Spoofing will move them, and they should all move roughly the same amount.  It changes the timing of the received signal.

Jamming will just make them not lock.


----------



## AmmoTech90 (18 Jan 2016)

Google meaconing for more information.  Also keep in mind that some GNSS receivers use both GPS and GLONASS, their behaviour in poor or odd environments varies from manufacturer to manufacturer.


----------



## Sig_Des (18 Jan 2016)

Which is why, even though a garmin handheld is more convenient, people need to be familiar with the DAGR GPS's capabilities and how to use them properly.


----------



## Journeyman (18 Jan 2016)

Beadwindow 7 said:
			
		

> Which is why, even though a garmin handheld is more convenient, people need to be familiar with the DAGR GPS's capabilities and how to use them properly.

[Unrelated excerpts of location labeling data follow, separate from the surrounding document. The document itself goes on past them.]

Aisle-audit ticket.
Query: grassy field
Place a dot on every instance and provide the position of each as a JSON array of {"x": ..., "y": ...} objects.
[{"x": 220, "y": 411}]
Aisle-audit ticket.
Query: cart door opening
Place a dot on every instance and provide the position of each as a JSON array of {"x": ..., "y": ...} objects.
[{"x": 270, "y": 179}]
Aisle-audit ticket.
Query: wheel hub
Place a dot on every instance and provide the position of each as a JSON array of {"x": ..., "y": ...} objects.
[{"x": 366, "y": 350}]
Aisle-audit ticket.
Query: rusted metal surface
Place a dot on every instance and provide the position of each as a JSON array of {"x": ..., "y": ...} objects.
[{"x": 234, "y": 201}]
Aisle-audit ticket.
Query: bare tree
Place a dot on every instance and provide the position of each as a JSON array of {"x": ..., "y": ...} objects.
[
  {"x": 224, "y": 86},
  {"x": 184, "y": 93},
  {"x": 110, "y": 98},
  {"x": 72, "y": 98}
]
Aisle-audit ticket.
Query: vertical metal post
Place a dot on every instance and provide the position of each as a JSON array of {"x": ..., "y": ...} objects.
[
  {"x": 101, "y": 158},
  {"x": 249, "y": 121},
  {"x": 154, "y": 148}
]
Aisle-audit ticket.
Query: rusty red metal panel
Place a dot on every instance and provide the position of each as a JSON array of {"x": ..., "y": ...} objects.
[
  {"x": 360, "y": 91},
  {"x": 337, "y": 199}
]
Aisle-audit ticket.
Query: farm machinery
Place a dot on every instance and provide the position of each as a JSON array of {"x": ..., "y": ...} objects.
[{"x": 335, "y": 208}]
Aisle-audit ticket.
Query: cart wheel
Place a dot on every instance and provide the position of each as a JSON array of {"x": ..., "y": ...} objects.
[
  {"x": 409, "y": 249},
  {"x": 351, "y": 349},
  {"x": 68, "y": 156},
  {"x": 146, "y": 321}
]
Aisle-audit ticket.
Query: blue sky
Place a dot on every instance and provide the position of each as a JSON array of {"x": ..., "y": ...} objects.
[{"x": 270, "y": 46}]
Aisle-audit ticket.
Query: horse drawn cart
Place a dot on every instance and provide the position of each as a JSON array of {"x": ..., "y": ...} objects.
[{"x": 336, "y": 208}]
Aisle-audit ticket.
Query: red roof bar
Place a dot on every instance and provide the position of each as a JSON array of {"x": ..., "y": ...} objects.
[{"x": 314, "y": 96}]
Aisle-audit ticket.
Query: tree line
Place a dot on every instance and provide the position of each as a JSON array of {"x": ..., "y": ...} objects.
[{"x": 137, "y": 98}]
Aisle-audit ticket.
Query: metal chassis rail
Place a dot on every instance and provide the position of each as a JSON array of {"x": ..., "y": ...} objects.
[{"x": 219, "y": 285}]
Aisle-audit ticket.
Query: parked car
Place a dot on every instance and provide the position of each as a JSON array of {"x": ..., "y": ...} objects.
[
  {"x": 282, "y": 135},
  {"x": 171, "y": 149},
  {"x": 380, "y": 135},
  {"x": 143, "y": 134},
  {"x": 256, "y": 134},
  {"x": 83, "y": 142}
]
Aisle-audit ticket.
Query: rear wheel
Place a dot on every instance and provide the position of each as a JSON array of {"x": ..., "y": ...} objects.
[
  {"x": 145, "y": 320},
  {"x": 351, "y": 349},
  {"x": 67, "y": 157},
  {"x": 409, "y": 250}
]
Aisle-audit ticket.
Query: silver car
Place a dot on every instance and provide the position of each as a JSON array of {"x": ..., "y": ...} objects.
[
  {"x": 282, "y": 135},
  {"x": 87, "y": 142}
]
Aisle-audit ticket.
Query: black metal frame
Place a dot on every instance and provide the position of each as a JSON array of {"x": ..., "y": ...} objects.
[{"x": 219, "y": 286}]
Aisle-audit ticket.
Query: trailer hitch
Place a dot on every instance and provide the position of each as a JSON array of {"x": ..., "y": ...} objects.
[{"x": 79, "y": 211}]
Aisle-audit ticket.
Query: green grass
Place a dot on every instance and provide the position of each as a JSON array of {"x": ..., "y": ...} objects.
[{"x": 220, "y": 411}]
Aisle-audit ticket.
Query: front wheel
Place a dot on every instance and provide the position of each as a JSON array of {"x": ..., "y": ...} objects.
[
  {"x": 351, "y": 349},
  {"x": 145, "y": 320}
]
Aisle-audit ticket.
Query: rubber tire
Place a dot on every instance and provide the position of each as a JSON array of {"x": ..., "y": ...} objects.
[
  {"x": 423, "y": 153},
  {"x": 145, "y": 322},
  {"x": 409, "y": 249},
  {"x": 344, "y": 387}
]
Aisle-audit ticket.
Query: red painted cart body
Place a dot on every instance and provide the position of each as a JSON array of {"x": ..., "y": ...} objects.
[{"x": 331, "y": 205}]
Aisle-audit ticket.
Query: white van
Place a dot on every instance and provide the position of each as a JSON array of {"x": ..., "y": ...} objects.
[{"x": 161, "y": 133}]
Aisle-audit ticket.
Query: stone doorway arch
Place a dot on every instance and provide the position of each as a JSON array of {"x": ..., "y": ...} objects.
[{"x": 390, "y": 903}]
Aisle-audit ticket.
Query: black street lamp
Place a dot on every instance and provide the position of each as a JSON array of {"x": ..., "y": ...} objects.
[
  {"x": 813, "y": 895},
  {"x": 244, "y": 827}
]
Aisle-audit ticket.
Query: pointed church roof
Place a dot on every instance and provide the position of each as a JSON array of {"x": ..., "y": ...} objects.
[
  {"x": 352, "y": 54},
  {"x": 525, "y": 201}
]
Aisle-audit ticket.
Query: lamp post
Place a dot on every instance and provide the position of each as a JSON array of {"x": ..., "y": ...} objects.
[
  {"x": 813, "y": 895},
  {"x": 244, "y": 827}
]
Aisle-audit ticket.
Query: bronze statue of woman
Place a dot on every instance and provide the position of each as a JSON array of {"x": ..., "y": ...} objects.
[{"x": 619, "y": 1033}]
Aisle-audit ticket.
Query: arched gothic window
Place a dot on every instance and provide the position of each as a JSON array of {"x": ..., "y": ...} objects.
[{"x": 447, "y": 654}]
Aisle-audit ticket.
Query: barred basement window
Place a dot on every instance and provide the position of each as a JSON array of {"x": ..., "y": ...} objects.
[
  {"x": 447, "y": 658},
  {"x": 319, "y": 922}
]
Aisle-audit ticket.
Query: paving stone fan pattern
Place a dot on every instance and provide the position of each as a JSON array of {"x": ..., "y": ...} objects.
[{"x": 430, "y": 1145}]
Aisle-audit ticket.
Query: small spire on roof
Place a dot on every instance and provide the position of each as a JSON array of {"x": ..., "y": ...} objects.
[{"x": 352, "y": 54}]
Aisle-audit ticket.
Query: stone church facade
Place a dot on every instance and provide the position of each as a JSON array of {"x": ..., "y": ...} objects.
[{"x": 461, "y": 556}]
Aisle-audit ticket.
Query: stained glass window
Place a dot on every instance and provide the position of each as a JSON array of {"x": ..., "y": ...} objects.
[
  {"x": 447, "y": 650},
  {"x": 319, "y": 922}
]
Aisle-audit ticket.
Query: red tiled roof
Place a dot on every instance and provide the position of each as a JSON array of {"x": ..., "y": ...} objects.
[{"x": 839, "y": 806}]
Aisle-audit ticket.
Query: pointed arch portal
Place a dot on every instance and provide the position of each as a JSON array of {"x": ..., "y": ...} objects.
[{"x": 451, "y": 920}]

....and a map & compass.  It's also why the US Navy is once again teaching celestial navigation; next war might include some satellites missing.


----------



## Sig_Des (3 Feb 2016)

Journeyman said:
			
		

> ....and a map & compass.  It's also why the US Navy is once again teaching celestial navigation; next war might include some satellites missing.



Missed this one. Completely agree. I'm a firm believer in learning the basics before leading into the digital enhancements of capabilities.

But like any tool in the tool box, if it's there, people should know how to use it _properly_, and why it should be done that way.


----------